Louis C.K. introduces us to the “Opportunity of All Time” of the final chapter, where everything is amazing and nobody’s happy. Turok urges us to mix our humble humanity with a spirit of confidence that we can know, an action-oriented spiritual mix that would match that of Anaximander and his colleagues across space and time. Lead our lives with open minds and we can let ourselves pursue new goals and direct science accordingly. Scientists ought not to despair at the vast complexity of nature, and the rest of society should take comfort in being able to control their own destiny and understanding of the world around them. Turok sees adventure into the unknown as exciting rather than a futile adventure, a self-admitted difference between him and some of his famous contemporaries who have been writing about cosmology, space, and time. A big part of this book’s value comes from this optimistic take on the power of our current technology. Particularly prescient is the reflection of the world libraries we carry in our pockets, whereby the libraries of the greats (like Darwin and Newton) can fit on one normal bookshelf (p. 223).
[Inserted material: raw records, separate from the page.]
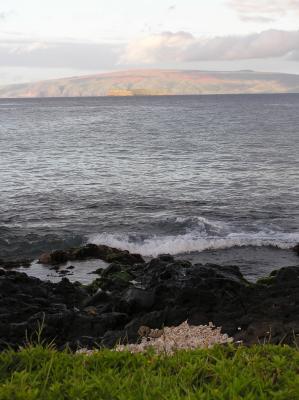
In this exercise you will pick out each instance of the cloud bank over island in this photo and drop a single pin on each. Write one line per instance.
(182, 46)
(36, 42)
(166, 47)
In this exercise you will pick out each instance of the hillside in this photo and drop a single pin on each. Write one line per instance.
(157, 82)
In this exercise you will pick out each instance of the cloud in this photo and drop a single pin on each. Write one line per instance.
(59, 55)
(183, 47)
(263, 10)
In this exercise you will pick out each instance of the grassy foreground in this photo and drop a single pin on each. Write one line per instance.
(261, 372)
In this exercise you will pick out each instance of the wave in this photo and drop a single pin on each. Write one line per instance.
(192, 242)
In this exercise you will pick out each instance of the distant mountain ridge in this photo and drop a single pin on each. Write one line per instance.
(157, 82)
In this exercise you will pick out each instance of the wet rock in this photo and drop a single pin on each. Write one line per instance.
(138, 299)
(15, 264)
(296, 249)
(169, 292)
(91, 251)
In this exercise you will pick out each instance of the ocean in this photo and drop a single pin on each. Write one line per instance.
(206, 178)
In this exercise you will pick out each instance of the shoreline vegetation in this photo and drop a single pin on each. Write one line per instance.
(69, 341)
(222, 373)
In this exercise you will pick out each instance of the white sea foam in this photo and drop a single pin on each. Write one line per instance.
(193, 242)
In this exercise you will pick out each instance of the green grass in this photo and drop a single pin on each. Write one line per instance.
(260, 372)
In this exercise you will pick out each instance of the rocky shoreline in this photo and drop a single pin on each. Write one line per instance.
(131, 293)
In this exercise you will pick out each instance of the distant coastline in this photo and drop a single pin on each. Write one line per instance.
(157, 83)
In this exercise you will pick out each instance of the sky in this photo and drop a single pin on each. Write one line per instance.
(59, 38)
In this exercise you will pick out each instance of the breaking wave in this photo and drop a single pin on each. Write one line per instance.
(200, 235)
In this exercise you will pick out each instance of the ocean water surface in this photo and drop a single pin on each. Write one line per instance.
(208, 178)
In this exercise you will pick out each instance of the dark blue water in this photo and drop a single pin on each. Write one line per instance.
(214, 177)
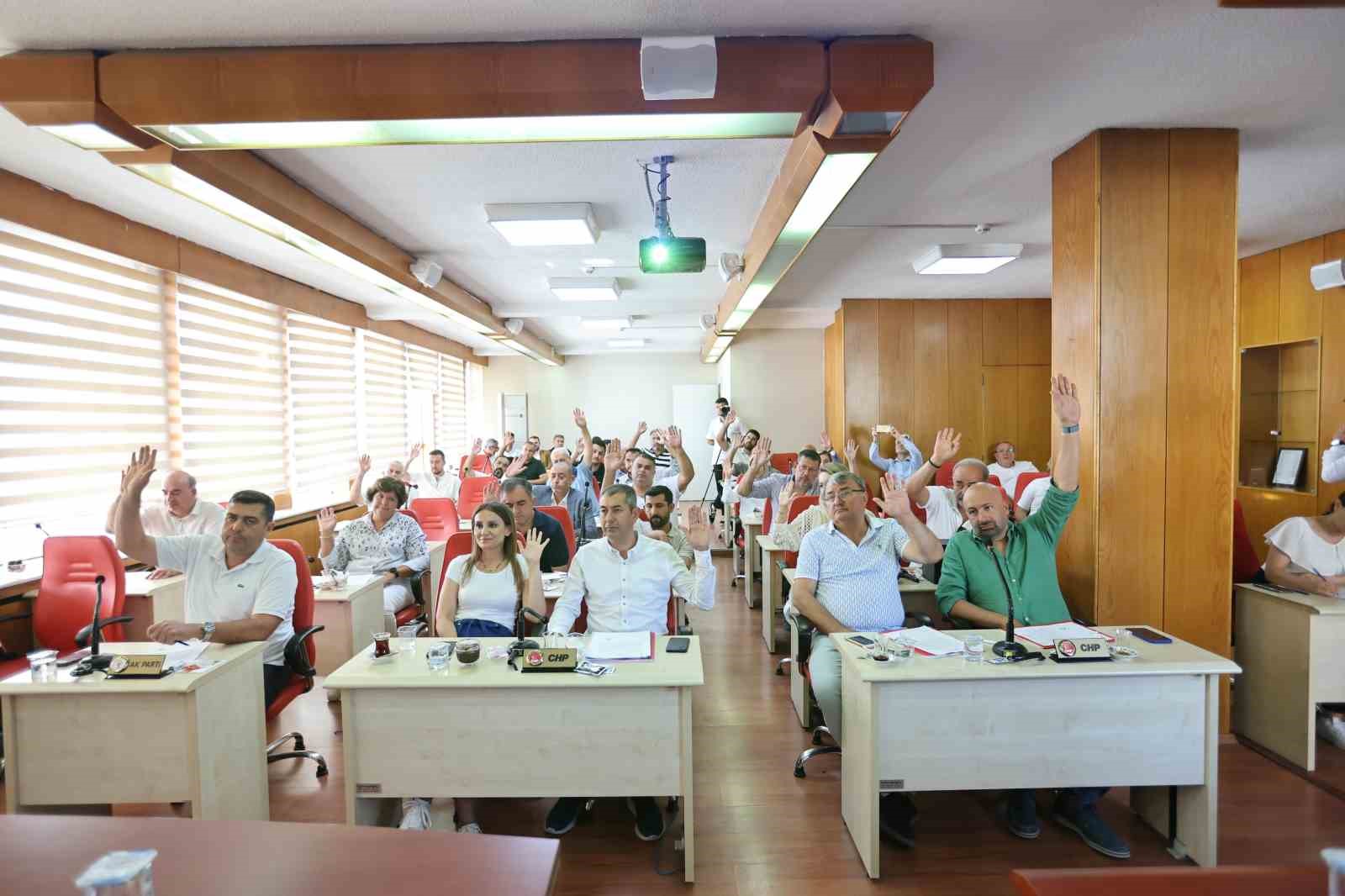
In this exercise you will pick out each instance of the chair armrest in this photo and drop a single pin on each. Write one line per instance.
(296, 656)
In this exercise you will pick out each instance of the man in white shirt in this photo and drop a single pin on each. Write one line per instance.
(1333, 459)
(240, 588)
(625, 579)
(181, 514)
(1006, 466)
(943, 506)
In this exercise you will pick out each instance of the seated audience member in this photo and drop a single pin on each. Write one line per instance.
(396, 470)
(434, 482)
(757, 483)
(1333, 459)
(625, 579)
(517, 494)
(181, 514)
(481, 598)
(240, 588)
(659, 506)
(943, 508)
(847, 580)
(999, 555)
(1006, 466)
(382, 540)
(562, 490)
(907, 461)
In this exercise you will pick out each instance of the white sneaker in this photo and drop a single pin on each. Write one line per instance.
(414, 814)
(1332, 730)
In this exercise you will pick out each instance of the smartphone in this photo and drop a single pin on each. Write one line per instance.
(1150, 635)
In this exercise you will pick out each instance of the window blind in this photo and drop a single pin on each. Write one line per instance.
(322, 394)
(385, 401)
(81, 381)
(233, 400)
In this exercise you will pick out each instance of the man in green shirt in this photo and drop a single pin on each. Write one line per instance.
(1000, 556)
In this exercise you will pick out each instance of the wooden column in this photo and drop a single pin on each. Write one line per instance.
(1145, 262)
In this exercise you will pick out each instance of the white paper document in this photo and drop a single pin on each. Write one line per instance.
(928, 640)
(1048, 635)
(605, 646)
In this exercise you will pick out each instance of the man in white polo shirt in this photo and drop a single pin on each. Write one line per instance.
(943, 506)
(240, 588)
The Universe Within is written for a general readership, though not everyone will be able to grasp the particular aspects of what makes discoveries in quantum physics fascinating, even though Turok tries his best to analogize. His metaphors can get messy, such as when he uses J.K. Rowling’s Dementors in combination with a microeconomics analogy to describe the “ultraviolet catastrophe” and its solution thought up by Max Planck (p. 68).
Such a concept may remain vague to me, but I understand that in part this is because I have little practice with the quantum paradigm. I am not troubled, because Turok provides enough evidence from being a life-long learner and educator in science that with the power of a community working to understand together, individuals can understand, and we can come to know one thing or another. Among the important messages in this book is that science ought to have a purpose, and that it finds its purpose in the human community: “Science is about people… scientists need to have a purpose for their work, and society needs to have the same sense of purpose in supporting the scientists (p. 50)”. If we give ourselves a chance to understand nature at its fundamental patterns of probability and uncertainty, and so orient ourselves on a path that on many days might seem futile, we might succeed in building a better world than any of us can dream today.

Sometimes a great picture, like this one of the Milky Way, can inspire us to understand even if it's all so complex.

Sometimes a great picture, like this one of the Milky Way, can inspire us to understand even if it’s all so complex.